Military Order History

Incorporated in the District of Columbia in January 1919

Originally incorporated as the “American Officers of the Great War,” the name became “The Military Order of the World War” at the very first convention held in Detroit, Michigan, in September of 1920. One of the most significant items of business that was considered at the first convention was the adoption of “The Preamble” to the Constitution of the Order. In its nine tenets, it sets forth the focus and purposes of this organization. The Preamble was written by Captain Francis B. Grevemberg, a Charter Member of the New Orleans Chapter, in 1919, who was a delegate to the 1920 convention. Captain Grevemberg was traveling by train, en route to the Detroit Convention, when he drafted the document on the back of an envelope. The Preamble remains today as written by Captain Grevemberg, and is proudly on display at our National Headquarters, in Alexandria, Virginia.
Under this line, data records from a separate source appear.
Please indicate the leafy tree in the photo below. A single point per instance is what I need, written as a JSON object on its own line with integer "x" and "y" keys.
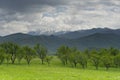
{"x": 73, "y": 57}
{"x": 29, "y": 54}
{"x": 2, "y": 55}
{"x": 87, "y": 53}
{"x": 114, "y": 51}
{"x": 41, "y": 52}
{"x": 8, "y": 57}
{"x": 117, "y": 60}
{"x": 82, "y": 60}
{"x": 95, "y": 57}
{"x": 107, "y": 61}
{"x": 20, "y": 54}
{"x": 63, "y": 54}
{"x": 10, "y": 48}
{"x": 48, "y": 59}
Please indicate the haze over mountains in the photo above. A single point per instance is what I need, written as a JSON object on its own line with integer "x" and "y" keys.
{"x": 92, "y": 38}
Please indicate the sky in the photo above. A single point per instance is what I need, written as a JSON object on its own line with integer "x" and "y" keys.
{"x": 57, "y": 15}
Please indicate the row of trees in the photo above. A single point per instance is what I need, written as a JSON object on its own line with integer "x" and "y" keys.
{"x": 11, "y": 51}
{"x": 101, "y": 57}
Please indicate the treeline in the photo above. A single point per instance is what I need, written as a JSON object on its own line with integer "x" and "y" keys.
{"x": 96, "y": 57}
{"x": 11, "y": 52}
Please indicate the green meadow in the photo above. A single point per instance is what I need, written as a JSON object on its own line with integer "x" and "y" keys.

Granted a Federal Charter by Congress in October 1992

Public Law 102-484, 23 October 1992, Title XVIII, Section 1801, recognized The Military Order of the Military Wars as a corporation and granted to the Order a Federal Charter.

The First Commander in Chief

At the 1920 convention, Major General George H. Harries was elected the first Commander-in-Chief (CINC) and served in that position for five years. Knowing the importance of an informed membership, he published the National Bulletin, now Officer Review, in May 1921. His enlisting and nurturing the active interest of General of the Armies, John J. Pershing, later to become the first Honorary Commander-in-Chief for Life, was a wise, strategic move.

General Pershing: “Your efforts must not stop now…”

In September 1926, at the Sixth National Convention meeting in Philadelphia, General Pershing made the main address. Among his words of inspiration, he said: “You have fought a Great War to make the world safe for Democracy, and to keep this Nation free, but your efforts must not stop now. In the future there will be many forces trying to destroy this freedom, so band together and dedicate yourselves to protecting that freedom you have so valiantly won on the battlefield.” The interest and support given the Order by General Pershing, who believed in maintaining a strong military establishment and a consistent national security policy, afforded the MOWW prestige, power, and influence that gave it impetus and integrity from the beginning. It’s ideal has always been: “It is nobler to serve than to be served” and the way to fulfill that is to: “Take time to serve your country.” The statement of purposes set forth in The Preamble fulfills that ideal when carried out in practice. No other patriotic organization, composed of those who are, or have served, as military officers, embraces a higher statement of principles. The Order transmits all these ideas “…to posterity, under God, and for our Country.” As a result of today, Companions of MOWW do not engage in lobbying for anything of personal value, nor do they engage in any partisan political activities. Early on, General Harries set the standard by insisting, “The work must necessarily be the primary thing … It (the Order) does not exist for a purely social purpose.” That standard still holds.

The MOWW was featured on every radio and television station in America…

It was at the 1963 National Convention of MOWW in San Antonio, where the guest of honor Senator Barry Goldwater announced his intention to run for President of the United States. The CINC, Commander Hans von Leden said: “For the first time, the MOWW was featured on every radio and television station in America that night.”

Six U.S. Presidents are Perpetual Members of the Order

The Order has been honored by having several U. S. Presidents as Perpetual Members of the Order. They are Presidents Truman, Eisenhower, Kennedy, Nixon, Ford and Reagan. In addition, Presidents Hoover, Truman, Eisenhower and Reagan were honorary CINCs.